La procédure d’instruction d’une demande de reconnaissance de maladie professionnelle par la Caisse Primaire d’Assurance Maladie présente un caractère contradictoire, qui commande que chaque partie soit tenue informée de son déroulement et des éléments joints au dossier.
Elle est ainsi décrite par les dispositions du Code de la sécurité sociale :
Article L 461-5 :
« Toute maladie professionnelle dont la réparation est demandée en vertu du présent livre doit être, par les soins de la victime, déclarée à la caisse primaire dans un délai déterminé, même si elle a déjà été portée à la connaissance de la caisse en application de l’article L. 321-2.
Dans le cas prévu au quatrième alinéa de l’article L. 461-2, il est fixé un délai plus long courant à compter de la date d’entrée en vigueur du nouveau tableau annexé au décret.
Le praticien établit en triple exemplaire et remet à la victime un certificat indiquant la nature de la maladie, notamment les manifestations mentionnées aux tableaux et constatées ainsi que les suites probables. Deux exemplaires du certificat doivent compléter la déclaration mentionnée au premier alinéa dont la forme a été déterminée par arrêté ministériel.
Une copie de cette déclaration et un exemplaire du certificat médical sont transmis immédiatement par la caisse primaire à l’inspecteur du travail chargé de la surveillance de l’entreprise ou, s’il y a lieu, au fonctionnaire qui en exerce les attributions en vertu d’une législation spéciale.
Sans préjudice des dispositions de l’article L. 461-1, le délai de prescription prévu à l’article L. 431-2 court à compter de la cessation du travail. »
Article R 441-13
« Après la déclaration de l’accident ou de la maladie, la victime ou ses ayants droit et l’employeur peuvent faire connaître leurs observations et toutes informations complémentaires ou en faire part directement à l’enquêteur de la caisse primaire.
En cas d’enquête effectuée par la caisse primaire sur l’agent causal d’un accident du travail ou d’une maladie professionnelle, l’employeur doit, sur demande, lui communiquer les renseignements nécessaires permettant d’identifier le ou les risques ainsi que les produits auxquels le salarié a pu être exposé à l’exclusion de toute formule, dosage, ou processus de fabrication d’un produit.
Pour les besoins de l’enquête, la caisse régionale communique à la caisse primaire, sur la demande de celle-ci, les éléments dont elle dispose sur les produits utilisés ou sur les risques afférents au poste de travail ou à l’atelier considéré à l’exclusion de toute formule, dosage ou processus de fabrication d’un produit. »
Article R 441-14
« Le dossier mentionné aux articles R. 441-8 et R. 461-9 constitué par la caisse primaire comprend ;
1°) la déclaration d’accident du travail ou de maladie professionnelle ;
2°) les divers certificats médicaux détenus par la caisse ;
3°) les constats faits par la caisse primaire ;
4°) les informations communiquées à la caisse par la victime ou ses représentants ainsi que par l’employeur ;
5°) les éléments communiqués par la caisse régionale ou, le cas échéant, tout autre organisme.
Il peut, à leur demande, être communiqué à l’assuré, ses ayants droit et à l’employeur.

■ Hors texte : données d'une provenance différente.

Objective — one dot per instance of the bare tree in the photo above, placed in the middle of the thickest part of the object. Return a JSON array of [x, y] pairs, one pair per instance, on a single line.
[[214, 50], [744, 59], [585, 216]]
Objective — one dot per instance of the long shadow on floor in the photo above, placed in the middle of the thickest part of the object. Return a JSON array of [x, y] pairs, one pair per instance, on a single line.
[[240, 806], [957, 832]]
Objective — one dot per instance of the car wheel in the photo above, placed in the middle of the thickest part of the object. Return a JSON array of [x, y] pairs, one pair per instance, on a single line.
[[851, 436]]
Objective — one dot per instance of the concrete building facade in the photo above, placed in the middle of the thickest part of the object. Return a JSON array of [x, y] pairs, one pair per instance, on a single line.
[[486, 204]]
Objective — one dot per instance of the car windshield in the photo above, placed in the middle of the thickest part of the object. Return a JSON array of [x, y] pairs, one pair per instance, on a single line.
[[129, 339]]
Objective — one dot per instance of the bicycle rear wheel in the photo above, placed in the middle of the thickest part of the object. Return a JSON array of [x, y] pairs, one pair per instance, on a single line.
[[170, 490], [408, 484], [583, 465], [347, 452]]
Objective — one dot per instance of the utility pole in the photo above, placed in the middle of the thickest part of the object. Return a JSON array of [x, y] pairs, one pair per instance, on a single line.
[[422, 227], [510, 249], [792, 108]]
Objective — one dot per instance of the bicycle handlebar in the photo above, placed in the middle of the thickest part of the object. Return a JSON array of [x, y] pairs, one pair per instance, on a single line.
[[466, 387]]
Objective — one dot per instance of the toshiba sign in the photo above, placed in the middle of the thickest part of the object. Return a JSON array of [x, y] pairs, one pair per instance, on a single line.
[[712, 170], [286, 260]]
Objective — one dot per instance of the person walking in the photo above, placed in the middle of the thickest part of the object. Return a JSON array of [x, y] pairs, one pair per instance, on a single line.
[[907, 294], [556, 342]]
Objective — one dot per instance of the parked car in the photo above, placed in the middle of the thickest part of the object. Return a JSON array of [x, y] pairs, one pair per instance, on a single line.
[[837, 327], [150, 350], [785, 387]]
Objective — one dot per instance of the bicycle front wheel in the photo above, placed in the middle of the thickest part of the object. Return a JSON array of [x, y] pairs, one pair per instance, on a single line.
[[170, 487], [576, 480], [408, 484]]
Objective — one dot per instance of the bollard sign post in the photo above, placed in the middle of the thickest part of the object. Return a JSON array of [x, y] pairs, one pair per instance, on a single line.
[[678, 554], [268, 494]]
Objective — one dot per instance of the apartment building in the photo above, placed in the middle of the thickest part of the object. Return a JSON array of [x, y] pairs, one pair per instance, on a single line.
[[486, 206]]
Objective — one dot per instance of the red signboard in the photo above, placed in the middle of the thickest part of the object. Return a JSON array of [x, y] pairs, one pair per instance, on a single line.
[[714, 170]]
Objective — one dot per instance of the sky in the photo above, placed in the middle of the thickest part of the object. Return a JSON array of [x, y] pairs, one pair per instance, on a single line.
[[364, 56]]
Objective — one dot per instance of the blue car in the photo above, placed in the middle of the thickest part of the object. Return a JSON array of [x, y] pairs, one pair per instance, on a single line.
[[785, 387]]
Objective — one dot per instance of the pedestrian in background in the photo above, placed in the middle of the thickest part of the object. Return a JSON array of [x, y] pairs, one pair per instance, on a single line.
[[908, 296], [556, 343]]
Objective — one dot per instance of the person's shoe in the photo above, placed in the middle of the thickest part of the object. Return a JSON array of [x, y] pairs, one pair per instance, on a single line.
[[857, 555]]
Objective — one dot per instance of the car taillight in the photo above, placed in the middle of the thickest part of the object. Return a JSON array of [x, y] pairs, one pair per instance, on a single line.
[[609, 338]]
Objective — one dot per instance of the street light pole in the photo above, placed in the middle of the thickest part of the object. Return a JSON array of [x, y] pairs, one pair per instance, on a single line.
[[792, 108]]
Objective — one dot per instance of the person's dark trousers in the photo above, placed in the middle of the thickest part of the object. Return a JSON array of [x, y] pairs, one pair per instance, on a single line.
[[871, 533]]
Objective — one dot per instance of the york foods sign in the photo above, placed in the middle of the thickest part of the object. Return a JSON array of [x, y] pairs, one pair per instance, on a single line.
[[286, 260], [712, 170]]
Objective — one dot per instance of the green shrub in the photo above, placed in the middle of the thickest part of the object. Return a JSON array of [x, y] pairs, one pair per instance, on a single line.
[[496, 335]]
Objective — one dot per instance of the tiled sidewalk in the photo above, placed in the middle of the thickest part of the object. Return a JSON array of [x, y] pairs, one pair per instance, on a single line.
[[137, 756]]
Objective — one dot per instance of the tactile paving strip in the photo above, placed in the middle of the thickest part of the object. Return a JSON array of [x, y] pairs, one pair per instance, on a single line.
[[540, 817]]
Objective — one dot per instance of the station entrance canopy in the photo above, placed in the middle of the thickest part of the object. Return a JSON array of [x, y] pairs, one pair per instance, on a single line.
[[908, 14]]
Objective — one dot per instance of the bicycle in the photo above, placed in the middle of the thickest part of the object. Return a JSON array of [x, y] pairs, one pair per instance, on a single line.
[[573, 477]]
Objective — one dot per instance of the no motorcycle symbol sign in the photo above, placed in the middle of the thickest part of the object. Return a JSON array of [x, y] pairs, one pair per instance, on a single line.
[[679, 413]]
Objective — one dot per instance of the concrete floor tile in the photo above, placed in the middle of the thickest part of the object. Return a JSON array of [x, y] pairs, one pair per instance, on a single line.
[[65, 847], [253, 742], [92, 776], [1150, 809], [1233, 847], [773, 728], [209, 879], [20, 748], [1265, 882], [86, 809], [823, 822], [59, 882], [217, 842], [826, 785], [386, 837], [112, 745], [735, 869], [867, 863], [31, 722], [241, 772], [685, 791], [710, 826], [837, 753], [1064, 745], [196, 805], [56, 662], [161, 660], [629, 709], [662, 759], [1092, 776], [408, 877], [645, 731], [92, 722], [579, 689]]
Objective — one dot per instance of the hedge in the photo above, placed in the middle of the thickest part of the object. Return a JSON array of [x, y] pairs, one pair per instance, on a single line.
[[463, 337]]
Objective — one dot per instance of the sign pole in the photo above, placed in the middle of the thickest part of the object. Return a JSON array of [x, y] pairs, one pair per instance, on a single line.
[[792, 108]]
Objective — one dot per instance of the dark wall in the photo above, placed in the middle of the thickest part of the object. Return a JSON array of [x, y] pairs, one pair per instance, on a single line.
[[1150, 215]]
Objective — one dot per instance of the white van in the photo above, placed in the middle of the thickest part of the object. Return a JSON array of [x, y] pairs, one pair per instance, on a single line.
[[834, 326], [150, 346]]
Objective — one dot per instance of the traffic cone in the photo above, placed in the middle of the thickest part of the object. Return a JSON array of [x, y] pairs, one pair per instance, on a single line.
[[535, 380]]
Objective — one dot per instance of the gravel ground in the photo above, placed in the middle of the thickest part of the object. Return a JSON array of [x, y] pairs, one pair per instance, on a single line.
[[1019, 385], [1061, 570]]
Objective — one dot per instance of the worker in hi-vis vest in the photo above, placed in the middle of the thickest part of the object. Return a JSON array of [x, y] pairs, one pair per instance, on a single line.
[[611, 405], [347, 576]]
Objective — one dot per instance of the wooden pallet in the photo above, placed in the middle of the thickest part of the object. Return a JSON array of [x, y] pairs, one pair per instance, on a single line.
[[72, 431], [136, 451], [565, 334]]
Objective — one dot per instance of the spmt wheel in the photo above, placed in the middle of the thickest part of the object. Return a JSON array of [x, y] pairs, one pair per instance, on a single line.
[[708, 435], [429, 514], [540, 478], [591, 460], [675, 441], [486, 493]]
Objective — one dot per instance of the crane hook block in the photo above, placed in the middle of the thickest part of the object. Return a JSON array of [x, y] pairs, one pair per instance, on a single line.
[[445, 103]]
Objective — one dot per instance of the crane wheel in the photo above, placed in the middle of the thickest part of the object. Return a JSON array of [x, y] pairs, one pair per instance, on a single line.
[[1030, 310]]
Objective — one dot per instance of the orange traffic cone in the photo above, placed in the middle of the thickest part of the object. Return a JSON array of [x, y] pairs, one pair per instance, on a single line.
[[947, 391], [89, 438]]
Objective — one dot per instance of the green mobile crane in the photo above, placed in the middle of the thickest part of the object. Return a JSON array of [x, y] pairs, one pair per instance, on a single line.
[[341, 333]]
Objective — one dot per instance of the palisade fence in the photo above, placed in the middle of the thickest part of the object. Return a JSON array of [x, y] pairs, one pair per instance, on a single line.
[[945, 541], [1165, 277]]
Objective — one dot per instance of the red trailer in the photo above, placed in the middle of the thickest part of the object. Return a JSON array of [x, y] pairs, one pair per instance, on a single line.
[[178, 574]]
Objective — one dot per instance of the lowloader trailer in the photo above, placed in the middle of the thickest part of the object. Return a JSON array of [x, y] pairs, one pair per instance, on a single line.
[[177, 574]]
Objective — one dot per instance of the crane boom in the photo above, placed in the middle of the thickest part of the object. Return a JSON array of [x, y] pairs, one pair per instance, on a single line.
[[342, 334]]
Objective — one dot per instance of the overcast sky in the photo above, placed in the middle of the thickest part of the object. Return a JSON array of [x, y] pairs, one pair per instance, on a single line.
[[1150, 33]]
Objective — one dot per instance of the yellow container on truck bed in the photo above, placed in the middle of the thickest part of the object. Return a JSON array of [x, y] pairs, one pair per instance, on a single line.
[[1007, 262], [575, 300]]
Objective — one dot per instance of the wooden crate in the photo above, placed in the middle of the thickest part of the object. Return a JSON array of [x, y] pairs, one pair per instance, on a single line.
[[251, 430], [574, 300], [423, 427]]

Ce dossier ne peut être communiqué à un tiers que sur demande de l’autorité judiciaire. »
Article R 441-16
« En cas de rechute ou d’une nouvelle lésion consécutive à un accident du travail ou à une maladie professionnelle, la caisse dispose d’un délai de soixante jours francs à compter de la date à laquelle elle reçoit le certificat médical faisant mention de la rechute ou de la nouvelle lésion pour statuer sur son imputabilité à l’accident ou à la maladie professionnelle. Si l’accident ou la maladie concernée n’est pas encore reconnu lorsque la caisse reçoit ce certificat, le délai de soixante jours court à compter de la date de cette reconnaissance.
La caisse adresse, par tout moyen conférant date certaine à sa réception, le double du certificat médical constatant la rechute ou la nouvelle lésion à l’employeur à qui la décision est susceptible de faire grief.
L’employeur dispose d’un délai de dix jours francs à compter de la réception du certificat médical pour émettre auprès de la caisse, par tout moyen conférant date certaine à leur réception, des réserves motivées.
La caisse les transmet sans délai au médecin-conseil.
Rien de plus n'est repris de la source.